In the Middle East, at least the cruel Israeli bombardment and blockading of Gaza has ceased.
Even on the world's “small” security crises - not small for people suffering from them - the Obama style of extending a hand of friendship to the clenched fist of adversaries is reaping rewards. Following the US decision to re-engage with Burma's military junta, Aung San Suu Kyi is again playing a more active political role in the search for a political settlement there. These things are connected.
In diplomacy, the distinction between words and action, aspiration and achievement, is subtle - too subtle for some. If well-chosen inspirational language (like Obama's highly symbolic and allusive speech in Cairo, directed to the Arab world) improves the climate of negotiation in long-standing angry disputes, this is an achievement in itself. I find the claim that Obama hasn't achieved anything yet in international peacemaking a caricature of reality. He has already achieved much, and he brings hope for more.

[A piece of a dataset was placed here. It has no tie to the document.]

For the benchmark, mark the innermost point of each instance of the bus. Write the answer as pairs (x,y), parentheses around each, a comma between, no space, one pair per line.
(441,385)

At another level, what do Papal Encyclicals achieve? Does their moral guidance actually make anyone do anything? Yet no reasonable person could argue that Papal Encyclicals don't have impact. To exhort to good action, to speak a credible language of moral inspiration and hope to the world, is an achievement in itself. Thank goodness we have an American President who is prepared to do so - and to try to back up these aspirations with US assets, appropriately deployed.
Afghanistan remains my biggest problem with Obama. I grieve the pointless sacrifice of the lives of Afghanis and the intervention forces. I pray that Obama is preparing an honourable exit strategy, which will have to bring Taliban elements into government; that he will find a way through his Afghanistan dilemma, and quickly.